En ese México naciente, además de lo poco poblado y comunicado de sus regiones separadas por abruptas serranías, selvas o desiertos, pocos ríos navegables y otros muy broncos en tiempos de lluvia, estaba la distancia cultural provocada por lenguas y costumbres locales diferentes pero, sobre todo, por una herencia colonial que había institucionalizado la diferencia de fondo entre indios con sus propias “repúblicas” por un lado y españoles y criollos por el otro más una compleja variedad de castas.
Por tres siglos la autoridad imperial en unión de la Iglesia católica logró administrar esa difícil convivencia entre desiguales, aunque debieron hacer frente a rebeliones locales o a la insumisión en las zonas alejadas de las grandes poblaciones. Sin embargo, con la necesidad de crear a marchas forzadas una nueva nación, se desataron fuerzas que operaron en sentidos contradictorios. De un lado estaban las de aquellos que deseaban apoderarse de las tierras hasta entonces ocupadas por las “razas inferiores” y deshacerse de ellas por considerarlas un “obstáculo para la civilización” salvo si se asimilaban en calidad de mano de obra subordinada. Por el otro, la resistencia abierta de los supuestos inferiores.

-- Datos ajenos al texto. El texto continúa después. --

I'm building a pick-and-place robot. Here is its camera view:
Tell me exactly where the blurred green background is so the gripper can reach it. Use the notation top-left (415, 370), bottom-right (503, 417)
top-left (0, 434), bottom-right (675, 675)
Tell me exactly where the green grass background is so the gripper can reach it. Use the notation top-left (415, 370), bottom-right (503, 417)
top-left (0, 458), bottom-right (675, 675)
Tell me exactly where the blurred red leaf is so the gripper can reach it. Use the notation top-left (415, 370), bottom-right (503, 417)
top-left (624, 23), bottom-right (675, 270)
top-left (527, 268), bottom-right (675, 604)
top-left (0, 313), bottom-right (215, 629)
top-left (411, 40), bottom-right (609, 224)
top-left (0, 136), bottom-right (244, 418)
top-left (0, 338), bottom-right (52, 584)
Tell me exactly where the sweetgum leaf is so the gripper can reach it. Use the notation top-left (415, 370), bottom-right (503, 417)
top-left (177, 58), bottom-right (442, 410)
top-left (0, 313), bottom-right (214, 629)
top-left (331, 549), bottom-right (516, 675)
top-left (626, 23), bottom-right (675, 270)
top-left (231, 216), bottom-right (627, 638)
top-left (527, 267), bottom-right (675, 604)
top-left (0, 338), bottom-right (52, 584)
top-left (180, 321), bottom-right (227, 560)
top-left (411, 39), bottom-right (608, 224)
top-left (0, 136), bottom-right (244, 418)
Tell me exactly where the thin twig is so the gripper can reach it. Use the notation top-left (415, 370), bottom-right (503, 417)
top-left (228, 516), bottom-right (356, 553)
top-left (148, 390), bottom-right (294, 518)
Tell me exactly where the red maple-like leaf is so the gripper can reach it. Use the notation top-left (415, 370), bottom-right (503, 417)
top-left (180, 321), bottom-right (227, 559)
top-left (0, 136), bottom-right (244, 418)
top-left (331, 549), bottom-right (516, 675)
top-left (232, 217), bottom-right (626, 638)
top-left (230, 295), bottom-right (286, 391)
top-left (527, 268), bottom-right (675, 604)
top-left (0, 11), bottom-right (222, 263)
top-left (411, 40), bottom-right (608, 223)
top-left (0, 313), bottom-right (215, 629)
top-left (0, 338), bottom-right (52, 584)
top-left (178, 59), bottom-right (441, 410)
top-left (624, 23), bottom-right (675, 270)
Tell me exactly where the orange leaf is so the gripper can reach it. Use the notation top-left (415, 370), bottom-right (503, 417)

En este proceso de ocupación de lo que ya estaba ocupado y subordinación de quienes eran vistos como mera mano de obra, el colonialismo pasó de ser europeo a nacional pero más descarnado. Fueron estas políticas las que dieron entonces lugar a dos conflictos particularmente brutales: “la guerra de castas” de Yucatán que se inició en 1847 y que se prolongó de manera intermitente por más de medio siglo y la “guerra del yaqui” cuyo origen es anterior a la independencia y que también de manera intermitente se prolongó hasta entrado el siglo XX. Los mayas rebeldes aspiraron a su independencia política y los yaquis a mantener su autonomía.
El 3 de mayo pasado en una ceremonia bilingüe que tuvo lugar en Quintana Roo, por primera vez un presidente de México pidió disculpas a los descendientes del pueblo maya no sólo por la “guerra de castas” sino por los cinco siglos de abusos producto del colonialismo externo e interno. El jefe del Ejecutivo también se ha reunido con los jefes de los ocho pueblos yaquis y todo hace suponer que en Sonora habrá una ceremonia similar a la de Quintana Roo.
Finalmente, el gesto del perdón sólo adquirirá pleno sentido si le acompañan políticas concretas para superar la pobreza y marginación de los agraviados. Pero incluso eso no bastará: es la sociedad en su conjunto la que debe reconocer la profundidad del agravio a todas las comunidades originales y actuar para dejar atrás la sombra de los dos colonialismos.